This term is best described as the orientation of the threads or patterns in a fabric. In other words we refer to this as how the design is directed on the roll from edge to edge, that is, the width of the fabric.
So if you have a striped upholstery fabric, these will go from edge to edge and not all the way to the end of the roll.
Having a railroaded textile allows you to cover the entire width of a sofa or armchair in one horizontal, seamless piece of fabric.
In the case of smooth fabrics, they can be turned to any side and no matter which direction it is, it will look the same. However, when it comes to Jacquard fabrics or prints with a specific design, the direction in which it is placed is extremely important, since the repetition can vary, it can be vertical, horizontal, larger or smaller.
Whether a pattern is linear or not can make a big difference in its application capabilities and how the fabric can tie into a product.
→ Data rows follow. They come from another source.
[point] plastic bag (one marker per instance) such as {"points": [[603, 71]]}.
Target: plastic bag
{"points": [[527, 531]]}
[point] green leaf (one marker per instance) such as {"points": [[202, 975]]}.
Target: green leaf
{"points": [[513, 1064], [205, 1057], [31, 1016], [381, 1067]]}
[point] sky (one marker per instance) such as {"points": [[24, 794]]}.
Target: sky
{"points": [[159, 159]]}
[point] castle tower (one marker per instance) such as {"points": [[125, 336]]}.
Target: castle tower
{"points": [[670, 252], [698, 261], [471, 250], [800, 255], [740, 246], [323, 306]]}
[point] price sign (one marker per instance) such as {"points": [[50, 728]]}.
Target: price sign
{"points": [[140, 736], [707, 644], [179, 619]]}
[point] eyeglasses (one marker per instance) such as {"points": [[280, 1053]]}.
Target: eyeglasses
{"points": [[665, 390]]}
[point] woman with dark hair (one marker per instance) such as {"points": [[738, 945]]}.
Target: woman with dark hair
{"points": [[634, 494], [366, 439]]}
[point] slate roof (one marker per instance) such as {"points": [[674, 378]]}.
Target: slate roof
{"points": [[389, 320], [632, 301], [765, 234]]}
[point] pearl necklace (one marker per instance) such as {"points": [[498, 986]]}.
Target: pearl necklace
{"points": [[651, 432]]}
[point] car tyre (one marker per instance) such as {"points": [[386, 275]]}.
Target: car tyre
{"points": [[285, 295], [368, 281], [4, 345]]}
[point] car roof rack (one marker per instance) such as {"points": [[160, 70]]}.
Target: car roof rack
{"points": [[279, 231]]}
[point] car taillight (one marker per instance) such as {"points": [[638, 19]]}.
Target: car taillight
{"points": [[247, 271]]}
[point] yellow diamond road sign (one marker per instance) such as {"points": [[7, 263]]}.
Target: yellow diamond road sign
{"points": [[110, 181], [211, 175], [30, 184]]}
For example, there are times when the common fabric width of 54" is not enough to cover the space of a piece of furniture. In the case of having a very long cushion that exceeds the width of the fabric, instead of placing one or two seams you could try to find the pattern or with this type of direction and be able to cross it without seams. The same would happen with the backs of the sofas.
Sometimes it is more efficient to cut fabric that is railroaded, even if it does not have a large extent because the pattern may be unusual and difficult to match.